A step toward Ubiquitous Nano Computing
by Nat Kannan IITM 1970
25th October 2002
If you have traveled south through the heart of silicon valley in San Jose, Ca and descend into the beautiful Almaden valley, you will sometimes get a glimpse of the IBM Research Center tucked in a nice setting there. It competes with Xerox PARC in Palo Alto and is responsible for a lot of breakthrough research. One of the holy grails in silicon valley is to get rid of the Silicon as the substrate in computer chips. The humble Copper is showing some promise, thanks to IBM.
IBM scientists have demonstrated that they can create an OR gate and an AND gate
with molecules of Carbon Monoxide precisely placed on a crystalline copper in an
egg carton arrangement can create a logic engine that is 250,000 smaller in area
( about 200 Square nanometers) than the current most advanced CMOS chip. They call their technique "molecular cascading" and use dominoes to illustrate their point. If a parallel pattern of CO molecules arranged like a domino and the last domino is set to fall so that either of the line could topple it then it creates the equivalent of the OR gate. Either line is either nudged ( or not) by a scanning tunneling microscope. The CO molecules behave just like the domino pieces.
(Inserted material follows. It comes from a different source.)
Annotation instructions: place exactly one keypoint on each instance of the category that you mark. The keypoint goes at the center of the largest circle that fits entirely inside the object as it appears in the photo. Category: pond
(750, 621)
I urge you to go to their website at
to see some cool animation and more technical descriptions of this path breaking
Now the speculative part. When you think of Nanotechnologies and ubiquitous
computing spawned by IBM's work and start dreaming of a new wave where highly
miniaturized computers get embedded into everyday objects doing millions of
specialized functions and communicating between them to coordinate their work to
relieve humans of all the drudgery, you can see how lucky our children and their children are going to be.
I can imagine a time in future where this clunker of a Personal Computer and the
tangle of wires under my desk would be looked down in contempt as that stone age
of technology. If these guys at IBM succeed in replacing Silicon with Copper
then San Jose will get a new name Copper Valley.